Pour Voltaire, des vampires, on ne peut en parler sérieusement.
Les évidences de la raison et de la nature suffisent pour nier
leur existence sans qu’une longue démonstration soit
nécessaire, ni le débat permis. Discriminer le vrai
du faux ne demande nul procès, un jugement éclairé
et souverain peut rendre lui-même justice à ces chimères
et à leurs crédules témoins. Affaire close. Sauf,
bien sûr, si ces récits trouvent crédit auprès
des autorités judiciaires : « C’est
une chose, à mon gré, très curieuse, que les
procès verbaux faits juridiquement concernant tous les morts
qui étaient sortis de leurs tombeaux pour venir sucer les petits
garçons et les petites filles de leur voisinage. Calmet rapporte
qu’en Hongrie deux officiers délégués par
l’empereur Charles VI, assistés du bailli du lieu et
du bourreau, allèrent faire enquête d’un vampire,
mort depuis six semaines, qui suçait tout le voisinage. On
le trouva dans sa bière, frais, gaillard, les yeux ouverts,
et demandant à manger. Le bailli rendit sa sentence. Le bourreau
arracha le cœur du vampire, et le brûla ; après
quoi le vampire ne mangea plus » (4).
Refusant de débattre, la raison croyait pouvoir éclairer
le monde de ses Lumières et faire de ses certitudes la seule
force de loi dans les affaires des hommes et de la nature. Or, se
retrouvant en désaccord avec la justice, la raison perd aussitôt
de son crédit : « Qu’on ose douter
après cela des morts ressuscités »
(5). Aussi, bien qu’elle feigne de s’enfermer
dans un silence convaincu, son mutisme ne provient plus de l’assurance
qu’elle avait d’être dans la vérité
; le seul cri qu’elle consent à émettre devant
les fantaisies macabres des vampires, « Quoi ! c’est
dans notre dix-huitième siècle qu’il y a eu des
vampires ! » (6), trahit
qu’elle est en fait bâillonnée par les rumeurs
tonitruantes de la foule. Les lumières qui devaient dissiper
l’obscurité des esprits, chasser les fantômes qui
peuplent les nuits des hommes, voient surgir devant elles un véritable
cauchemar, mais cette fois dans le plein du jour. C’est pourquoi
le cri de Voltaire est tout autant de peur que d’indignation.
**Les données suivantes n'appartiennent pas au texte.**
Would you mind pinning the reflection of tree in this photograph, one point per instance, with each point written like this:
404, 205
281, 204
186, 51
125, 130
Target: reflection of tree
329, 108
Que faire alors, si les esprits éclairés du siècle,
l’aristocratie qui prétend tenir dans son poing justice
et vérité n’a pas assez d’autorité
pour faire taire les fables les plus grotesques ?
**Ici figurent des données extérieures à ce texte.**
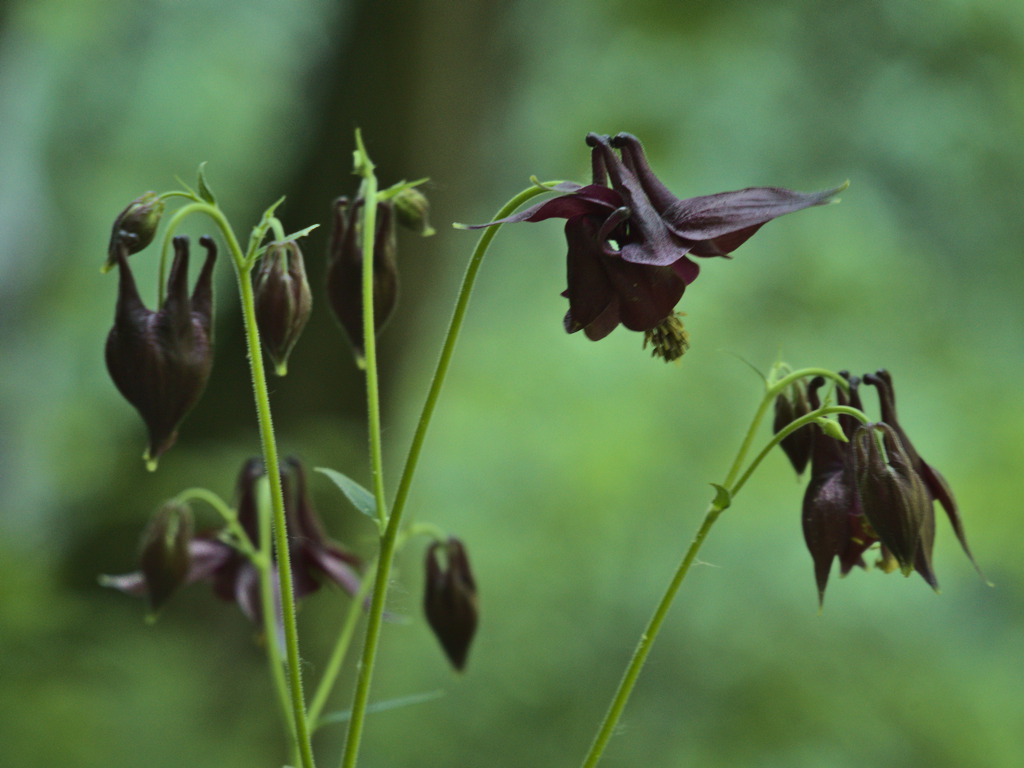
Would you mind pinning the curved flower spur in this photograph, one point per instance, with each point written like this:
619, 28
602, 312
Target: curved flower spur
630, 241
Devant l’évidence bafouée ainsi dans ses droits,
rien ne sert de gloser sur la vraisemblance des récits, une
évidence se trouve en deçà des arguments et des
preuves, elle ne se discute pas puisqu’elle s’éclaire
d’elle-même. Pourtant, en refusant de justifier sa conviction,
on proclame bien sûr son invincibilité en la protégeant
contre l’emprise du doute mais du même coup on ne peut
plus répondre et dialoguer avec les autres opinions pour les
contredire. Qu’importe, les lumières même inaperçues
finiront par régner. La lucidité appartient à
tous, elle est la Vérité même ou elle n’est
rien. C’est pourquoi, la solitude de la raison face aux fantaisies
du peuple et des magistrats ne vient pas d’une défaillance
intrinsèque, il faut plutôt suspecter le silence coupable
de ceux qui laissent les superstitions circuler : « C’était
en Pologne, en Hongrie, en Silésie, en Moravie, en Autriche,
en Lorraine, que les morts fesaient cette bonne chère. On n’entendait
point parler de vampires à Londres, ni même à
Paris. J’avoue que dans ces deux villes, il y eut des agioteurs,
des traitants, des gens d’affaires, qui sucèrent en plein
jour le sang du peuple ; mais ils n’étaient point morts,
quoique corrompus. Ces suceurs véritables ne demeuraient pas
dans des cimetières, mais dans des palais fort agréables
» (7). Au milieu de la place publique,
la raison avoue : le peuple dit vrai sur l’existence de vampires
mais il est victime de savoir nommer cette vérité sans
la percevoir distinctement : les « vrais vampires
sont les moines qui mangent aux dépens des rois et des peuples
» (8). La raison innocente les Lumières
de la faute que représente l’aveu de l’existence
des vampires, et ce, en faisant coïncider le rétablissement
de la vérité avec la dénonciation d’un
coupable. Voltaire choisira donc, pour parler des vampires, le registre
du pamphlet dans lequel il accuse moins les hommes crédules
que les savants. En peu de mots, un bref article, il dira l’énormité
de cette affaire, démesure que du haut de son imposant traité,
forme systématique et complète du savoir, Augustin Calmet
va porter à son comble.
* * *
III
L’abbé
collecte les nombreuses versions des récits de vampires et
les confronte aux textes de l’antiquité grecque et romaine,
païens et sacrés, pour chercher de possibles antécédents.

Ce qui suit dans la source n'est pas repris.